Software engineers at NASA's Ames Research Center at Moffett Field, Calif., developed the Data-Parallel Line Relaxation, or DPLR, which is used to analyze and predict the extreme environments human and robotic spacecraft experience during super high-speed entries into planetary atmospheres.
At NASA's Jet Propulsion Laboratory in Pasadena, Calif., software engineers developed the Adaptive Modified Gerchberg-Saxton Phase Retrieval program. The software uses a telescope's science camera with innovative and robust algorithms to characterize possible errors that limit its imaging performance. The software has been integrated into calibration control loops to correct those errors, and can achieve orders of magnitude improvement in sensitivity and resolution.
The DPLR simulates the intense heating, shear stresses, and pressures a spacecraft endures as it travels through atmospheres to land on Earth or other planets. It is capable of creating a highly accurate, simulated entry environment that exceeds the capability of any test facility on Earth, allowing engineers to design and apply thermal protection materials suited to withstand such intense heating environments.

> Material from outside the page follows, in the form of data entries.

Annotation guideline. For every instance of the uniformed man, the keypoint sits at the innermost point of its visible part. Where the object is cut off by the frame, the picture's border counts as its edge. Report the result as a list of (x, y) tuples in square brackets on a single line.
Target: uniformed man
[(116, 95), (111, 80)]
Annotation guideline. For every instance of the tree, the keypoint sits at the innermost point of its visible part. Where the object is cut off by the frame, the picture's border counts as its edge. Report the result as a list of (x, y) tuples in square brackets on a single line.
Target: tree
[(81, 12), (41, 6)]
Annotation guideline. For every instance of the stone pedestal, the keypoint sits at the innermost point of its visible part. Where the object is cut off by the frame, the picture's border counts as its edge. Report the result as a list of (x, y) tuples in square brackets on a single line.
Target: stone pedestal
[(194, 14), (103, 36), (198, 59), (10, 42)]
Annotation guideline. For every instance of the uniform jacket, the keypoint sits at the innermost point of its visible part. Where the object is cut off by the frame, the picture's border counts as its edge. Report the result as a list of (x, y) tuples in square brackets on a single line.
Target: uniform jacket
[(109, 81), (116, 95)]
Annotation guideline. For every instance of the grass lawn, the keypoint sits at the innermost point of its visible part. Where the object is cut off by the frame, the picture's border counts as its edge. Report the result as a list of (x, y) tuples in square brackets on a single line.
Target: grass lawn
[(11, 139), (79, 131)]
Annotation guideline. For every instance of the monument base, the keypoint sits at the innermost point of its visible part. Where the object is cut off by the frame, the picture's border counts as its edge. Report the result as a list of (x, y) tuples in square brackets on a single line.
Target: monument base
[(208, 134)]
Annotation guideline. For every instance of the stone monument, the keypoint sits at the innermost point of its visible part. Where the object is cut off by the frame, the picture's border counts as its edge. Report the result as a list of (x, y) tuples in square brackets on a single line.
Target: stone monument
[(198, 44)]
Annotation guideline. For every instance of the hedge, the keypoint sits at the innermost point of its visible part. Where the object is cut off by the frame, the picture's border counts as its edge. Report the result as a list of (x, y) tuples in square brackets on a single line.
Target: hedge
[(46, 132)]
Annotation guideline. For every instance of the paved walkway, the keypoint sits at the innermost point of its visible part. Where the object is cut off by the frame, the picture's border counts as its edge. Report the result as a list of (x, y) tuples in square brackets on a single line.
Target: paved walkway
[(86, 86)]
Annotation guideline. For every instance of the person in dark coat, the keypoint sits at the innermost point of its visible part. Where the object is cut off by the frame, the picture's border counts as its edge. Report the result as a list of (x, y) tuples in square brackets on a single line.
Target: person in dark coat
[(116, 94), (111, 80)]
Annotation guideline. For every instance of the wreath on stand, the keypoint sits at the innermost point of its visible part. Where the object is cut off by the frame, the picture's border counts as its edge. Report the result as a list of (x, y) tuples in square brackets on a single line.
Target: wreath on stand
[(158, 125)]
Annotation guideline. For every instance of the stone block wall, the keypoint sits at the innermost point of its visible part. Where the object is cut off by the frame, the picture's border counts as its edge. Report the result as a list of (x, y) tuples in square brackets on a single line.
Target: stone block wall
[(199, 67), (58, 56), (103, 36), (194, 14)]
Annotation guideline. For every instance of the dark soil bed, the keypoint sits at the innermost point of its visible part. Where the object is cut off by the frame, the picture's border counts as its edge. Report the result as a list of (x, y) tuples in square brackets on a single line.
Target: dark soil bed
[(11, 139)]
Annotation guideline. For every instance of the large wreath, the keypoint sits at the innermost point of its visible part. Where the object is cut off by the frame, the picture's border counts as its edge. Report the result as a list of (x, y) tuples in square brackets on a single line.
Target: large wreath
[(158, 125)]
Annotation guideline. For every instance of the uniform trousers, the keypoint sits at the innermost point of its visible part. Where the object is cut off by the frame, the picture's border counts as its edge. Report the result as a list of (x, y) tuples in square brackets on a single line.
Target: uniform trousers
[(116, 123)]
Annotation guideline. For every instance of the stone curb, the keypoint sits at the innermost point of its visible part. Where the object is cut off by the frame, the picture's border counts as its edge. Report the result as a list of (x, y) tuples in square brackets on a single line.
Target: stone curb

The DPLR team members include Michael J. Wright, James Brown, David Hash, Matt MacLean, Ryan McDaniel, David Saunders, Chun Tang and Kerry Trumble.
JPL's software can be applied to other sciences and systems that use light, such as laser communications and extrasolar planet detection.
JPL's Adaptive Modified Gerchberg-Saxton Phase Retrieval software already is in use at the California Institute of Technology's Palomar Observatory, in northern San Diego County. The software played a significant role in designing such next-generation telescopes as NASA's James Webb Space Telescope, scheduled to launch in 2013.
An eight-person team from JPL is responsible for the Adaptive Modified Gerchberg-Saxton Phase Retrieval software: Scott Basinger, Siddarayappa Bikkannavar, David Cohen, Joseph Green, Catherine Ohara, David Redding and Fang Shi.
Early work for the software was based on efforts to correct the vision of NASA's Hubble Space Telescope. After initial images came back blurry, engineers worked for months to determine the problem. Eventually, astronauts traveled to the telescope to install a corrective lens based on telescope-imaging errors.
A NASA Software Advisory Panel reviews entries and recommends winners to NASA's Inventions and Contributions Board for confirmation. Entries are nominated for developing innovative technologies that significantly improve the agency's exploration of space and maximize scientific discovery.
Both Ames and JPL have won or been co-winner of the award seven times, including three out of the past four years, since the NASA Software of the Year Award was initiated in 1994.